Secondo l’organismo, l’idrogeno verde diventerà un “vettore” sempre più determinante per immagazzinare, spostare e commercializzare energia, fino a cambiare la geopolitica dei rapporti tra gli Stati, modificando le relazioni commerciali che si basano sugli equilibri dettati da petrolio e gas.
L’idrogeno “verde”, come suggerisce il colore, è la variante più sostenibile dell’idrogeno, prodotta ad impatto ambientale zero mediante l’elettrolisi dell’acqua alimentata da energie provenienti da fonti rinnovabili. Si tratta di una tecnica complessa, che richiede grande apporto di energia per scindere l’acqua in ossigeno e idrogeno. Si distingue dall’idrogeno “marrone” o “grigio” – che viene ricavato dal carbone o dal gas naturale, ha costi di estrazione più bassi, ma una forte carica inquinante – e da quello “blu” che cattura e stocca il carbonio prodotto.
Francesco La Camera, direttore generale dell’Irena, sostiene che già diversi Paesi a livello mondiale stanno stabilendo nuove relazioni bilaterali intorno all’idrogeno, come Germania, Giappone, Australia, Oman, Arabia Saudita e Emirati Arabi Uniti. Il rapporto evidenzia inoltre che l’idrogeno verde sarà in grado di competere a livello globale con l’idrogeno da combustibili fossili e questo potrebbe accadere anche prima in Paesi come la Cina, il Brasile e l’India.

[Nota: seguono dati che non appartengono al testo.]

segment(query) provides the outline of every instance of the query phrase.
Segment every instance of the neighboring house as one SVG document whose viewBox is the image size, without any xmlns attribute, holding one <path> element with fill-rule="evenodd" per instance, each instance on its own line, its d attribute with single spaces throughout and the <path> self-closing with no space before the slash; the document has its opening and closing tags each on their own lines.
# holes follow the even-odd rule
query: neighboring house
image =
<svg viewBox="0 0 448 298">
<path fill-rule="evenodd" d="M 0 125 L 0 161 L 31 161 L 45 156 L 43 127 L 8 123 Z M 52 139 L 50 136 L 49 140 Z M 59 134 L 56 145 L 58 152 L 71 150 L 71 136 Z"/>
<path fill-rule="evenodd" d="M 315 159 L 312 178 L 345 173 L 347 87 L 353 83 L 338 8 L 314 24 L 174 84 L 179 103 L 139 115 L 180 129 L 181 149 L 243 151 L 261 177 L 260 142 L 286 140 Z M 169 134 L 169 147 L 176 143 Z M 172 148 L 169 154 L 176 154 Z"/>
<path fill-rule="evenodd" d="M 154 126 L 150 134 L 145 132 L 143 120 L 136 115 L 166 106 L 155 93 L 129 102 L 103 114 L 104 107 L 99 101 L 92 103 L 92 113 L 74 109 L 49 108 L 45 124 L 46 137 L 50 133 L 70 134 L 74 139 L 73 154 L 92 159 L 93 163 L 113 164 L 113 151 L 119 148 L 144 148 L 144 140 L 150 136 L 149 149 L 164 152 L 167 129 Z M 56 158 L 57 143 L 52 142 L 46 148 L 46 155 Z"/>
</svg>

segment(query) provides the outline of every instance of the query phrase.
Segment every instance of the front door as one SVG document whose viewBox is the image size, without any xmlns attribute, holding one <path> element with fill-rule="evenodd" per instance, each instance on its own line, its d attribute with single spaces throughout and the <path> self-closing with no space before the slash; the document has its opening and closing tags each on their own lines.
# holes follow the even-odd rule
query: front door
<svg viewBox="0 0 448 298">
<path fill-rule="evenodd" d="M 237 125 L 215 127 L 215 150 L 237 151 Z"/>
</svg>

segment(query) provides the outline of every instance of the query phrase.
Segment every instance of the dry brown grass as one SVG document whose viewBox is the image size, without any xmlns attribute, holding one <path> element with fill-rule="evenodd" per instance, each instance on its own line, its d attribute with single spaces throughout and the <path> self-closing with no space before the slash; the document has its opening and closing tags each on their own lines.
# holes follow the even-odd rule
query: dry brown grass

Anche l’Italia, nel suo Piano Nazionale di Ripresa e Resilienza, ha deciso di puntare su questa fonte di energia investendo 2 miliardi di euro nel suo sviluppo. L’obiettivo, in linea con quello europeo, è fare in modo che l’idrogeno risponda al 2% della domanda energetica entro il 2030, raggiunga il 13-14% entro il 2050 e il traguardo del 20% negli anni successivi.